Nielsen//NetRatings, a leading Internet audience measurement service, released its Fourth Quarter 2001 Global Internet Trends report on Internet access and penetration, finding a total of 498 million people now have Internet access from home. The results show that 24 million people gained Internet access at-home during Q4 as compared to Q3. The rate of growth of the global Internet population this past quarter was nearly double Q3’s growth of 15 million people.

“Internet penetration and usage continues to grow across households and individuals,” said Richard Goosey, chief of measurement science and analytics, Nielsen//NetRatings. “In Europe, the Middle East and Africa (EMEA), Germany continues to dominate in terms of absolute numbers of households and people with Internet access, recording the largest increase in the number of people and households gaining Internet access. In Latin America, Brazil is the dominant Internet market, while in Asia Pacific, South Korea continues to hold its top ranking, though Singapore experienced strong growth in Q4.”

The Q4 reports also identified demographic characteristics of global Internet populations. “In Europe and Latin America, household access to the Internet is skewed toward homes where the head of household is age 35 or younger,” Goosey said. “In Europe, Internet access is also most common in homes that are headed by men with university degrees. The same is true in Asia Pacific, where homes headed by men with university degrees are also most likely to have Internet access, though age is not a determining factor in that region.”

Goosey also noted that one in three households with telephones in EMEA have Internet access via home PC, compared with over half of households in the US. The biggest proportional increases in Internet access over Q3 occurred in Finland, Germany and Switzerland. In South Africa, 17% of homes with telephones also have Internet access, though only 6% of all homes in that country have Internet access.

India is the only country in Asia Pacific with single-digit home access rates, with just one in 14 households with telephones having Internet access via home PC. On the other end of the spectrum, Singapore exhibited a 6% gain over Q3 and now has the highest penetration level of any country in Asia Pacific.

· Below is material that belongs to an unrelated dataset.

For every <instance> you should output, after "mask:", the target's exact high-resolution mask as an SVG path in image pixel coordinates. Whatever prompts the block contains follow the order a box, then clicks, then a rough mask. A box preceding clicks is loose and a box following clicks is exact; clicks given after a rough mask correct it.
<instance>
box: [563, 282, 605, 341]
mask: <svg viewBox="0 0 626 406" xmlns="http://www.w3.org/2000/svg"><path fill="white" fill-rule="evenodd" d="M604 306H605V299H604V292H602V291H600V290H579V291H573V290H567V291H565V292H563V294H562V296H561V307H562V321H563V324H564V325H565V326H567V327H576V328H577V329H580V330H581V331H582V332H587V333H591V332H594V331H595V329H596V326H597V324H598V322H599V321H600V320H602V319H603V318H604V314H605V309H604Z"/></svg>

“Just as significant as the penetration rate is the connection rate – the percentage of homes with PCs that have access to the Internet,” Goosey said. “Since Q3, there has been a two point increase in the percentage of EMEA households that use their home PCs to connect to the Internet. Though Sweden leads the region with 87% connection rate, Italy, Finland, Germany and Switzerland saw increases of 6%, 5% and 4% respectively in Q4.

“Eighty percent of homes in Asia Pacific – except for India – use their home PCs to connect to the Internet. Hong Kong leads the region but Singapore again made a significant (4%) gain in Q4 and is now closing in on Hong Kong. “In Latin America, Brazilians are most likely to us e their home PC to access the Internet, with three in four doing so. Mexicans have shown a solid 8% increase in households using their PC to connect to the Internet, and now more than half the home PCs in Mexico are used to connect to the Internet.